7-Oxo-7H-[1,3,4]thiadiazolo[3,2-a]pyrimidine-5-carboxylate derivatives are biologically and pharmacologically useful heterocycles. An efficient synthetic methodology for this class of compounds was developed through catalyst-free, one-pot reactions between 2-aminothiadiazoles and dimethyl acetylenedicarboxylate (DMAD) in THF with the aid of ultrasound irradiation. The reactions show applicability to a wide range of substrates and high regioselectivity for the “7-one” products over their “5-one” isomers. Detailed reaction mechanisms were mapped out by theoretical modeling analysis based on density functional theory (DFT) calculations. Mechanistic studies indicate that the favored reaction pathway involves a sequence of hydrogen-bond directed Michael addition, synergistic proton transfer/five-membered ring opening, and intramolecular cyano hetero-Diels-Alder reactions.

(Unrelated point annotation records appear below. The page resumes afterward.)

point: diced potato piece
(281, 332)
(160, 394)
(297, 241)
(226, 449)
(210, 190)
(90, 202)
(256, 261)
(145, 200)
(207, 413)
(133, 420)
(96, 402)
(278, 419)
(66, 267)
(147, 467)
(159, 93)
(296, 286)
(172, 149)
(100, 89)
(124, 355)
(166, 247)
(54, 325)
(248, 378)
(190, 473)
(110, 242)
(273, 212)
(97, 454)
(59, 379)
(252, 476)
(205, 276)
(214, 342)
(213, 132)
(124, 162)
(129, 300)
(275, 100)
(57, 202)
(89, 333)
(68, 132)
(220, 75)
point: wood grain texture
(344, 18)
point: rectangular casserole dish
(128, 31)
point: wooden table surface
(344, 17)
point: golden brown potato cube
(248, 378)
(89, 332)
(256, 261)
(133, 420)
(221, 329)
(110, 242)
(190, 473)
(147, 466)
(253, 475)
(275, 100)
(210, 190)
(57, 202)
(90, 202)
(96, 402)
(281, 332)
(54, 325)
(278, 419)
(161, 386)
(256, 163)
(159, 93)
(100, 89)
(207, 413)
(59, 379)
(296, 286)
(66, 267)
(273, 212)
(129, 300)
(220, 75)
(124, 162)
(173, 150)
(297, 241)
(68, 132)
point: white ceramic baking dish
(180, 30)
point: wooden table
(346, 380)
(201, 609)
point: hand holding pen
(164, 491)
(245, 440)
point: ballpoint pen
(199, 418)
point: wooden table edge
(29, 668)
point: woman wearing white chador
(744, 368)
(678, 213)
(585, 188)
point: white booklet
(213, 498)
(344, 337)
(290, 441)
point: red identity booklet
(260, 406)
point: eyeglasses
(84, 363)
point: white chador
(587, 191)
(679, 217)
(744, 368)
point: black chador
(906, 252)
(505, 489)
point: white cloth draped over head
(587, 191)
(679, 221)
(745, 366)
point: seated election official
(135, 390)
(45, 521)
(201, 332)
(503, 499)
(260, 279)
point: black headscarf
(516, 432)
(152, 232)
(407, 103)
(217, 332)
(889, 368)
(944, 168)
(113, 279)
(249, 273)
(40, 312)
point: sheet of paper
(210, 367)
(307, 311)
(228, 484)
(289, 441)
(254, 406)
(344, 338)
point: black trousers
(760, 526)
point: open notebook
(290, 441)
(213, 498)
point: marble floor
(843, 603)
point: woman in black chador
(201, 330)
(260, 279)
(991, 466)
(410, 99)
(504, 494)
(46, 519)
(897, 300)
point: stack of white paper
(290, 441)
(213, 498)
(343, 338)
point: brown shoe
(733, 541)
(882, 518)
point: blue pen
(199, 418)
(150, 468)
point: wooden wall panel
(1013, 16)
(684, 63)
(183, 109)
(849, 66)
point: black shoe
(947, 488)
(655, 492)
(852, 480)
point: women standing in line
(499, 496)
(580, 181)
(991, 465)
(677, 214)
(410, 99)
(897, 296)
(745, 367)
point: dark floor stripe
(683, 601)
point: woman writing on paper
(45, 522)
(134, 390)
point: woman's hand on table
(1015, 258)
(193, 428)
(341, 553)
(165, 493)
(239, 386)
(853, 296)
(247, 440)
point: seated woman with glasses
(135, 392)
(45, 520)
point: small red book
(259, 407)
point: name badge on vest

7-Oxo-7 H- [1,3,4]噻二唑[3,2- a]嘧啶-5-羧酸酯衍生物是生物学上和药理上有用的杂环。通过在超声波辐射的帮助下，2-氨基噻二唑与乙炔二羧酸二甲酯（DMAD）在THF中进行无催化剂的一锅反应，开发出了用于此类化合物的有效合成方法。该反应显示出适用于多种底物，并且相对于其“ 5-one”异构体，“ 7-one”产物具有较高的区域选择性。通过基于密度泛函理论（DFT）计算的理论模型分析，绘制出详细的反应机理。机理研究表明，有利的反应途径包括一系列氢键引导的迈克尔加成，协同质子转移/五元开环和分子内氰基杂-Diels-Alder反应。